El silencio que queda es brutal.
Me dejo caer de espaldas en el suelo, mirando el techo. El sudor me enfría la piel, pero mi mente ya está ordenada.
Peter aún está a un lado, sentado, jadeando, con los ojos abiertos como si hubiera visto un milagro. Pasa la mano por su rostro y se ríe entrecortado.
—Blake… —dice, incrédulo—. No sé qué carajos fue eso.
No contesto de inmediato. Lo dejo procesar, lo dejo hablar.
—No puedo creerlo —suelta, riendo nervioso—. Verla así, verte a ti entrar al final… Fue como… —sacude la cabeza, sin palabras
—. Fue lo más jodidamente intenso de mi vida.
Se queda en silencio un segundo, y añade en voz baja:
—Creo que ya no voy a poder follar normal nunca más.
Eso me arranca una sonrisa leve.
—Ese es el punto —respondo al fin.
Peter me mira, confundido y fascinado al mismo tiempo. Su risa se corta, y la tensión del aire se convierte en algo diferente: complicidad. Como si el secreto del ático hubiera sellado entre nosotros un pacto tácito.
Se tumba también, los dos mirando el techo, respirando el mismo aire denso.

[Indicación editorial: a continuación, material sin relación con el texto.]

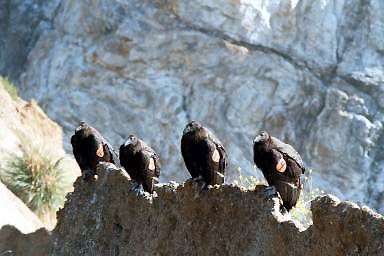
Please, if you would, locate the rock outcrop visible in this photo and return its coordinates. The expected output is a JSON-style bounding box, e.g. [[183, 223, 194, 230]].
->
[[0, 79, 80, 228], [0, 0, 384, 211], [0, 182, 43, 234], [52, 164, 384, 255], [0, 225, 52, 256]]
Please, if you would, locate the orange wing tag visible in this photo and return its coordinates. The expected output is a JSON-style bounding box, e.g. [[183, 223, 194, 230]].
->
[[276, 158, 287, 172], [212, 149, 220, 163], [148, 157, 156, 171], [96, 144, 104, 157]]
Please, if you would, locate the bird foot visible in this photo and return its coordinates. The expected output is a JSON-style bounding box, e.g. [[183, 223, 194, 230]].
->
[[82, 170, 96, 181], [263, 186, 278, 199], [131, 182, 144, 194]]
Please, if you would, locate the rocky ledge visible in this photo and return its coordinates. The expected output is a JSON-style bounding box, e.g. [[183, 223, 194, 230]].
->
[[52, 164, 384, 255]]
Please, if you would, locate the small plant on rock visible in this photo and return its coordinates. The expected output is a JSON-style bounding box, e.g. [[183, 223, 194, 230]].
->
[[0, 76, 17, 99], [1, 147, 65, 217]]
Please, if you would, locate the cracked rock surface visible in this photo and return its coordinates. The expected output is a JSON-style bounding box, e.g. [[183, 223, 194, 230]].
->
[[0, 0, 384, 212], [51, 164, 384, 255]]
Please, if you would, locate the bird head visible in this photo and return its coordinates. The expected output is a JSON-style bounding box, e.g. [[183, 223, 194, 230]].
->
[[183, 121, 202, 135], [253, 131, 269, 144], [124, 135, 138, 146], [75, 121, 89, 133]]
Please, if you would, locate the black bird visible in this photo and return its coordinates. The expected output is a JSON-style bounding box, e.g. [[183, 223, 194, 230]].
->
[[71, 122, 118, 180], [181, 121, 227, 185], [253, 131, 305, 211], [120, 135, 160, 194]]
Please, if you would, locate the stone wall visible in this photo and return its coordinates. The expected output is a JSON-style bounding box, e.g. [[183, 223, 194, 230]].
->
[[0, 0, 384, 211], [52, 164, 384, 255]]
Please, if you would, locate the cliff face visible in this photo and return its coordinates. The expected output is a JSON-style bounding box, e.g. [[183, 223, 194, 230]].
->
[[0, 0, 384, 211], [52, 164, 384, 255]]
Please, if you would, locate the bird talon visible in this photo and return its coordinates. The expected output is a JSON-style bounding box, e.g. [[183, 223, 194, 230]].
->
[[263, 186, 278, 199]]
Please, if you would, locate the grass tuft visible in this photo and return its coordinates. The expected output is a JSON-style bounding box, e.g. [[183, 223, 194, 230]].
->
[[233, 167, 325, 228], [1, 147, 65, 217], [0, 76, 18, 100]]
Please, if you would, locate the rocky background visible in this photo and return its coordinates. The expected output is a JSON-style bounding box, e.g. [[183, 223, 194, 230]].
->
[[51, 165, 384, 255], [0, 0, 384, 212], [0, 163, 384, 256]]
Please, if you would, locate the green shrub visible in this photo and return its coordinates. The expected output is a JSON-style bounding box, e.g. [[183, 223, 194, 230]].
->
[[0, 76, 17, 99], [1, 147, 65, 216]]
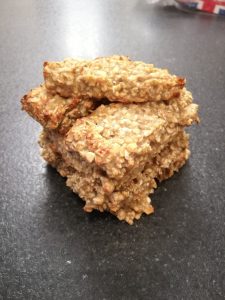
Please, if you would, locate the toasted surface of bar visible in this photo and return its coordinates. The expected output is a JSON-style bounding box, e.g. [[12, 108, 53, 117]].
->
[[21, 85, 99, 133], [44, 55, 185, 103], [40, 130, 189, 224], [65, 88, 198, 178]]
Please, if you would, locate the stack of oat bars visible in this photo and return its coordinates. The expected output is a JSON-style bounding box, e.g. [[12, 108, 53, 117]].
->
[[22, 56, 198, 224]]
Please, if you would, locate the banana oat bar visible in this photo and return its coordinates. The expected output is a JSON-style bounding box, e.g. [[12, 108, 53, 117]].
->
[[44, 55, 185, 103], [40, 129, 190, 224]]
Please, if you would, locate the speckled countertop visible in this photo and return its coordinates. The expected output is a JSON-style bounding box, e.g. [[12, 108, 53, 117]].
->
[[0, 0, 225, 300]]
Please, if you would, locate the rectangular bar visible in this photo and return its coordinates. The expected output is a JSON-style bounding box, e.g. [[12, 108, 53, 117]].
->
[[44, 55, 185, 103], [40, 129, 190, 224], [61, 91, 198, 179]]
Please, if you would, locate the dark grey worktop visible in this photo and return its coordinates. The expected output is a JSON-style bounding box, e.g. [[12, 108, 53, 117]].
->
[[0, 0, 225, 300]]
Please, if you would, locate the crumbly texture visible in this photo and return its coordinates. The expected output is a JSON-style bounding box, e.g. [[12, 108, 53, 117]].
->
[[65, 88, 198, 179], [44, 55, 185, 103], [40, 130, 190, 224], [21, 56, 199, 224], [21, 85, 100, 134]]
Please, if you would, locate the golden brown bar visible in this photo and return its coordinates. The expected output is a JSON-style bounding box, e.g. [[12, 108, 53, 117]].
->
[[21, 85, 100, 133], [40, 129, 190, 224], [44, 55, 185, 103], [61, 91, 198, 179]]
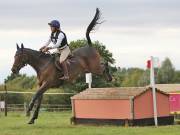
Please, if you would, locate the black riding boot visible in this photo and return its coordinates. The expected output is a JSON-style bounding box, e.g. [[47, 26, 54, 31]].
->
[[59, 61, 69, 80]]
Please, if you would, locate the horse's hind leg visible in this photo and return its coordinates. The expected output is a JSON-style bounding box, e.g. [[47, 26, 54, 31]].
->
[[28, 95, 43, 124], [92, 63, 112, 81]]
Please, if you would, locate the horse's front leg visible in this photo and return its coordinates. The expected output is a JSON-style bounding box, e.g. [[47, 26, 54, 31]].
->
[[28, 95, 43, 124], [27, 82, 48, 114]]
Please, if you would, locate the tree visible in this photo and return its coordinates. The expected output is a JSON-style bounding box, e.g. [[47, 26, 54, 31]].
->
[[157, 58, 175, 84]]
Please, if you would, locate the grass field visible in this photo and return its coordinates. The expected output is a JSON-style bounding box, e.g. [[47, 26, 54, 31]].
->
[[0, 112, 180, 135]]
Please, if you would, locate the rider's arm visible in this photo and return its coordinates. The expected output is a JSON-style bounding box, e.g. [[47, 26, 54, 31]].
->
[[44, 38, 51, 47], [51, 33, 64, 49]]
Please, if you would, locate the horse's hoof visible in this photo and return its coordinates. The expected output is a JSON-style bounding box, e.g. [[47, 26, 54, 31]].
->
[[28, 120, 34, 124]]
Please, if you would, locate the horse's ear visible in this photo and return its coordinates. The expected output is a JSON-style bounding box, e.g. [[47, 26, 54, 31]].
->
[[21, 43, 24, 49], [16, 43, 19, 50]]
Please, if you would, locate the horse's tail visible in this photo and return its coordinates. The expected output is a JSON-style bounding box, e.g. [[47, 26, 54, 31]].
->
[[86, 8, 102, 46]]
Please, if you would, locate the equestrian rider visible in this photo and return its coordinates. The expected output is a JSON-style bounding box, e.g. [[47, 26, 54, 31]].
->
[[40, 20, 71, 80]]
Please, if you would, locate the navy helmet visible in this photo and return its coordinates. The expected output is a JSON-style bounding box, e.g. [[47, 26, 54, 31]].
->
[[48, 20, 60, 29]]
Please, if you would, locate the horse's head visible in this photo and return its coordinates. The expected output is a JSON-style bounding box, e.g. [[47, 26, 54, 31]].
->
[[11, 44, 28, 74]]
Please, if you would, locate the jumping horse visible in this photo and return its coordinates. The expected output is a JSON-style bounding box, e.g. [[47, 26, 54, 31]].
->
[[11, 8, 112, 124]]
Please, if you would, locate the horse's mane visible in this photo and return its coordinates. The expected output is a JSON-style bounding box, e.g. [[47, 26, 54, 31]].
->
[[23, 48, 51, 58]]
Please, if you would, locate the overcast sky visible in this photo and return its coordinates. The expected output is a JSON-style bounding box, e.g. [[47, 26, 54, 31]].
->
[[0, 0, 180, 83]]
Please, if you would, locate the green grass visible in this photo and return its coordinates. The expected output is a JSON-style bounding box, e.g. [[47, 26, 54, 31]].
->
[[0, 112, 180, 135]]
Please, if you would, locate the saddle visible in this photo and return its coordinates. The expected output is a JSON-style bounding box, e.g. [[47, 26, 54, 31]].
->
[[51, 53, 74, 70]]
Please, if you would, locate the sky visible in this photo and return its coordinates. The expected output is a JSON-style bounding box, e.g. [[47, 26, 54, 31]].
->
[[0, 0, 180, 83]]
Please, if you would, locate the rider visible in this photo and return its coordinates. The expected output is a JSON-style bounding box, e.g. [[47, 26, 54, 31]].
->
[[40, 20, 71, 80]]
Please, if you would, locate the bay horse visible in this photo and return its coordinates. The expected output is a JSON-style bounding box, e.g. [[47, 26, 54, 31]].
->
[[11, 8, 112, 124]]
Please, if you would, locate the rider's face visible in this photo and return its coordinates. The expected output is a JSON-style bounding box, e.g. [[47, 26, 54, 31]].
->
[[51, 27, 56, 32]]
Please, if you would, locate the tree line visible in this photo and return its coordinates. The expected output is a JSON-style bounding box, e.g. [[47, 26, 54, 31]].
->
[[0, 39, 180, 104]]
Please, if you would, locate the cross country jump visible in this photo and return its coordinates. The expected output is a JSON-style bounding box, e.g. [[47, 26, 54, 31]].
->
[[11, 8, 112, 124]]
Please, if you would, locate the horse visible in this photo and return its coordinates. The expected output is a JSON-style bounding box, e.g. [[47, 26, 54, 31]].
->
[[11, 8, 112, 124]]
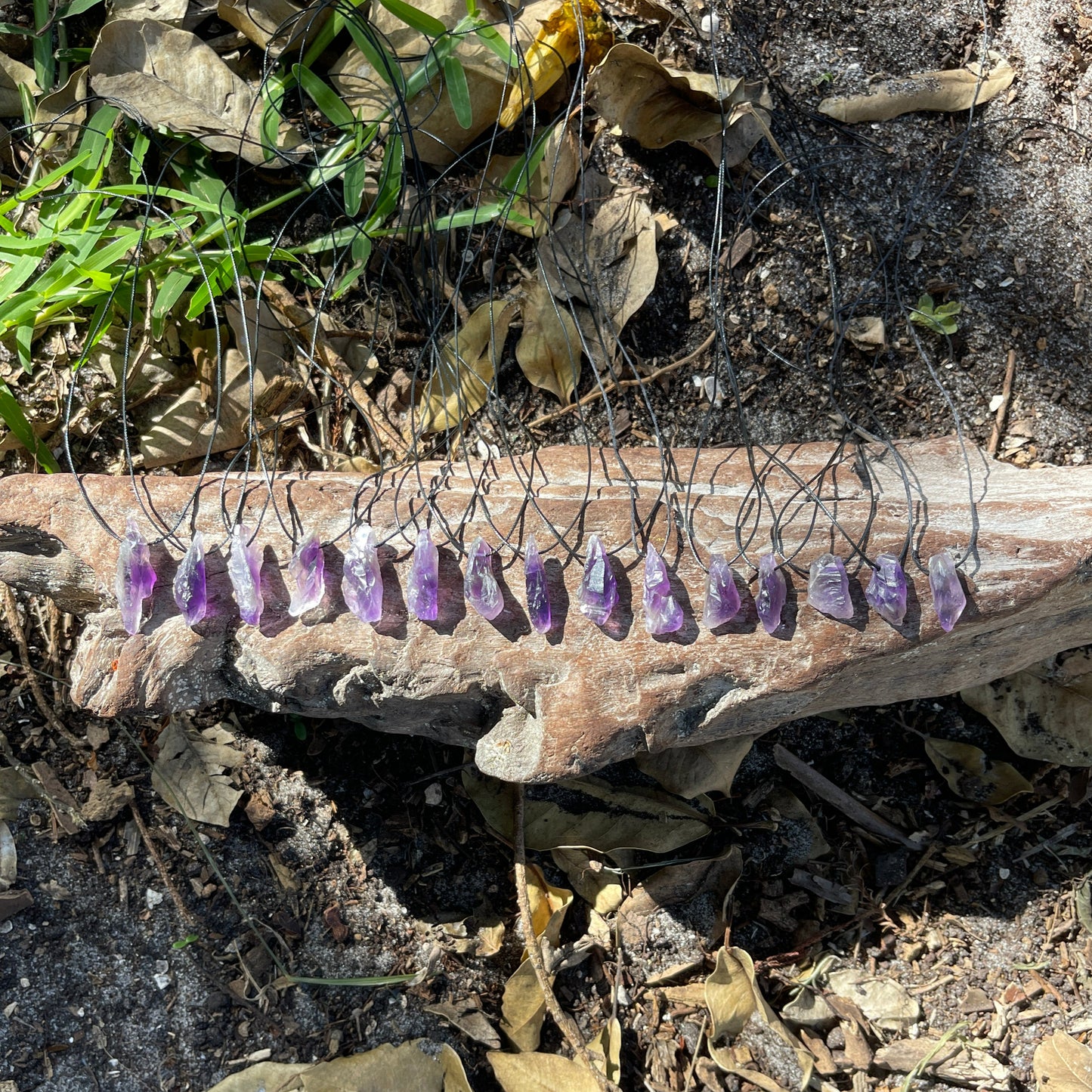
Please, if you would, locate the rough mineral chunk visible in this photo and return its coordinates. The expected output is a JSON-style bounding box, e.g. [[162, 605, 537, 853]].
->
[[702, 554, 739, 629], [174, 531, 209, 628], [288, 531, 326, 618], [808, 554, 853, 620], [227, 523, 265, 626], [930, 550, 967, 633], [407, 527, 440, 621], [754, 554, 787, 633], [113, 515, 155, 633], [523, 533, 554, 633], [645, 544, 682, 636], [577, 535, 618, 626], [342, 524, 383, 623], [463, 535, 505, 621], [865, 554, 906, 629]]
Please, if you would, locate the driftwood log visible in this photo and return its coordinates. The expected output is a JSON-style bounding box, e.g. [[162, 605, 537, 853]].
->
[[0, 440, 1092, 781]]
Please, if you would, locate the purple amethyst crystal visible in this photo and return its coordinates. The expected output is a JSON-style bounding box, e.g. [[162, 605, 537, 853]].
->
[[342, 525, 383, 623], [930, 550, 967, 633], [704, 554, 739, 629], [407, 527, 440, 621], [227, 523, 265, 626], [288, 531, 326, 618], [645, 545, 682, 636], [754, 554, 787, 633], [808, 554, 853, 620], [175, 531, 209, 628], [463, 535, 505, 621], [113, 515, 155, 633], [865, 554, 906, 629], [523, 534, 554, 633], [577, 535, 618, 626]]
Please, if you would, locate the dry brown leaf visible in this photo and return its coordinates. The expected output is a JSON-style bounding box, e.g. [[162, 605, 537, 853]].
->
[[0, 766, 42, 819], [819, 54, 1016, 125], [587, 42, 771, 167], [550, 849, 626, 914], [209, 1038, 471, 1092], [419, 300, 516, 432], [960, 657, 1092, 766], [1032, 1031, 1092, 1092], [463, 770, 709, 853], [873, 1038, 1009, 1092], [633, 736, 754, 800], [0, 54, 42, 118], [216, 0, 305, 51], [618, 845, 743, 948], [486, 1050, 599, 1092], [925, 738, 1032, 805], [538, 190, 660, 342], [705, 948, 815, 1092], [152, 717, 243, 827], [825, 967, 922, 1034], [845, 314, 886, 353], [91, 19, 290, 166], [515, 278, 580, 405], [485, 125, 580, 239], [587, 1016, 621, 1084]]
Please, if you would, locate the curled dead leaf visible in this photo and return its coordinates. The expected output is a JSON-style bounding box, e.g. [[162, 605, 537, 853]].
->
[[515, 278, 580, 405], [1032, 1031, 1092, 1092], [410, 299, 516, 432], [925, 738, 1032, 805], [960, 651, 1092, 766], [819, 54, 1016, 125]]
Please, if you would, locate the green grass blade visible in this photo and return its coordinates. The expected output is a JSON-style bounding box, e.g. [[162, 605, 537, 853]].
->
[[379, 0, 447, 39], [444, 54, 474, 129], [0, 379, 60, 474], [292, 64, 356, 129]]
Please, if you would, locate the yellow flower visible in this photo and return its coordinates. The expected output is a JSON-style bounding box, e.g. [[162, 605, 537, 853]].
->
[[500, 0, 614, 129]]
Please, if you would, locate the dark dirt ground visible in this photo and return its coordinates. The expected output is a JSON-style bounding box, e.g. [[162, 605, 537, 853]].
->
[[0, 0, 1092, 1092]]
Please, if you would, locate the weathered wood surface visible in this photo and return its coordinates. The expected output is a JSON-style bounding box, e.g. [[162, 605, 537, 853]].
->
[[0, 440, 1092, 781]]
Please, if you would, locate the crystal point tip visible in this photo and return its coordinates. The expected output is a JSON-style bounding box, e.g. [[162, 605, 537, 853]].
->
[[174, 531, 209, 629], [930, 550, 967, 633], [523, 534, 554, 633], [808, 554, 853, 621], [577, 535, 618, 626], [463, 535, 505, 621], [645, 545, 682, 636], [865, 554, 906, 629], [702, 554, 739, 629], [754, 554, 787, 633]]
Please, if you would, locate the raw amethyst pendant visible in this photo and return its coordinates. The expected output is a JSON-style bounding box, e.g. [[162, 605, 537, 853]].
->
[[754, 554, 788, 633], [523, 534, 554, 633], [577, 535, 618, 626], [227, 523, 265, 626], [342, 525, 383, 623], [865, 554, 906, 629], [113, 515, 155, 633], [930, 550, 967, 633], [175, 531, 209, 629], [288, 531, 326, 618], [645, 545, 682, 636], [808, 554, 853, 620], [407, 527, 440, 621], [704, 554, 739, 629], [463, 535, 505, 621]]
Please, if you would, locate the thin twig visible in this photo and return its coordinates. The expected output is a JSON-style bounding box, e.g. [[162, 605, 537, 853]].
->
[[129, 800, 198, 925], [527, 329, 716, 428], [986, 348, 1016, 456], [0, 583, 88, 750], [512, 785, 611, 1089]]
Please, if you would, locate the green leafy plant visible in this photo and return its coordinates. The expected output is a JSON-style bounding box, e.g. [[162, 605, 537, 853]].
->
[[910, 292, 963, 338]]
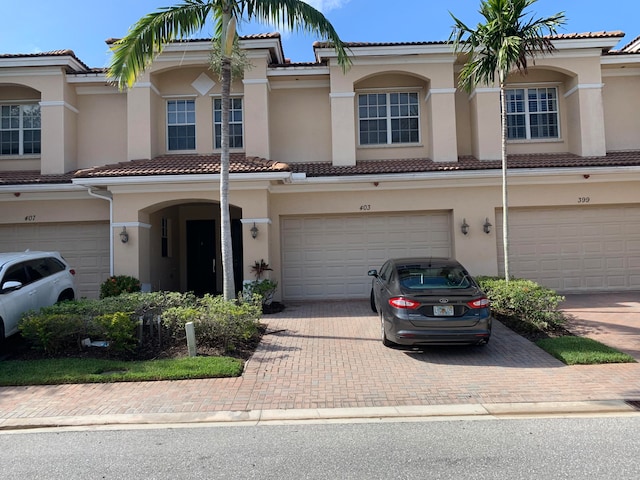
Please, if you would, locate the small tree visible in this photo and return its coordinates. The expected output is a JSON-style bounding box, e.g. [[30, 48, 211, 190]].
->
[[449, 0, 565, 282]]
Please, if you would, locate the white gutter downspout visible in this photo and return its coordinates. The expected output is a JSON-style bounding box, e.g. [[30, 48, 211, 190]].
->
[[87, 187, 114, 277]]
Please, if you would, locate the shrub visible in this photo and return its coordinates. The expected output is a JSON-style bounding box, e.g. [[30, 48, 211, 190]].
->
[[242, 278, 278, 305], [476, 277, 565, 330], [18, 311, 86, 355], [93, 312, 137, 352], [100, 275, 140, 298], [162, 295, 262, 351]]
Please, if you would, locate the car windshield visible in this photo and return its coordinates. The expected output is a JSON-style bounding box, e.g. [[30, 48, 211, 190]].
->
[[398, 265, 471, 290]]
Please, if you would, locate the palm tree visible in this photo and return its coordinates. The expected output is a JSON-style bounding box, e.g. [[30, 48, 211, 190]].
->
[[449, 0, 565, 282], [107, 0, 350, 300]]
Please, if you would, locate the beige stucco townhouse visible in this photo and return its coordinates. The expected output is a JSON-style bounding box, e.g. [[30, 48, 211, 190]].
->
[[0, 32, 640, 302]]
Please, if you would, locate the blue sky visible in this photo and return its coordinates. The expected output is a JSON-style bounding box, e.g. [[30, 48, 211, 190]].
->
[[0, 0, 640, 67]]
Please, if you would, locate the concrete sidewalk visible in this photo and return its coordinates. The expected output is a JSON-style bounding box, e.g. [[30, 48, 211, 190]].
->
[[0, 293, 640, 429]]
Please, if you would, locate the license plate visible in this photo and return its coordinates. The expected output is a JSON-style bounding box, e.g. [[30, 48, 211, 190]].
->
[[433, 305, 453, 317]]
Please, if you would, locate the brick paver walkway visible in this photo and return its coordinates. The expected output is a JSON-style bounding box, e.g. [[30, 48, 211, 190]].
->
[[0, 294, 640, 426]]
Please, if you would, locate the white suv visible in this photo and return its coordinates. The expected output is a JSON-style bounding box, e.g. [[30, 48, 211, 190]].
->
[[0, 250, 76, 342]]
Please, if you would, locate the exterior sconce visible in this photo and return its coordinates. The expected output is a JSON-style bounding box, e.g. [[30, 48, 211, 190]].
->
[[482, 218, 493, 235], [460, 218, 469, 235]]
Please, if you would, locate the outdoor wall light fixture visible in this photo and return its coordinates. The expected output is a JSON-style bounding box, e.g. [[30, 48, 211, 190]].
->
[[482, 218, 493, 235], [460, 218, 469, 235]]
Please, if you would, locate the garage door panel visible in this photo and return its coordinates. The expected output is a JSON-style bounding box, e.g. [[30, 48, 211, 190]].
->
[[0, 222, 110, 298], [496, 205, 640, 291], [281, 212, 451, 300]]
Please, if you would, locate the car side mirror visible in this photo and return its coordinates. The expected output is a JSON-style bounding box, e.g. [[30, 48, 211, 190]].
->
[[1, 280, 22, 293]]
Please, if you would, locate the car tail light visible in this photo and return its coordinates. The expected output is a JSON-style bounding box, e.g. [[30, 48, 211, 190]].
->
[[389, 297, 420, 310], [467, 297, 491, 308]]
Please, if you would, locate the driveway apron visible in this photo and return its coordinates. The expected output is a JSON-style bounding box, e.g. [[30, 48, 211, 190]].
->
[[0, 295, 640, 426]]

—Somos unos cabrones —dice, medio riéndose.
—Sí —respondo, tranquilo—. Pero al menos no somos aburridos.
El silencio regresa, pero ya no es incómodo. Es el silencio de dos que comparten algo demasiado oscuro para confesarlo afuera. Algo que no tiene nombre, pero sí peso.
Y mientras Peter cierra los ojos, todavía con esa sonrisa incrédula, yo calculo.
Valeria saldrá corriendo, intentará huir de lo que siente. Lo sé. Se odiará por lo que disfrutó, y esa lucha interna la traerá de vuelta tarde o temprano. Porque nadie olvida un vértigo así.
Peter está atrapado ya. Fascinado. No necesitará que lo convenza; buscará más por sí solo.
Yo solo tengo que esperar. Esperar y diseñar. Porque el verdadero poder no está en follar más fuerte, ni en besar más profundo. Está en mover las piezas al ritmo justo, hasta que ni Valeria ni Peter puedan distinguir si juegan porque quieren… o porque yo lo decidí.
Cierro los ojos, respiro hondo y sonrío.
La próxima jugada ya empieza a tomar forma.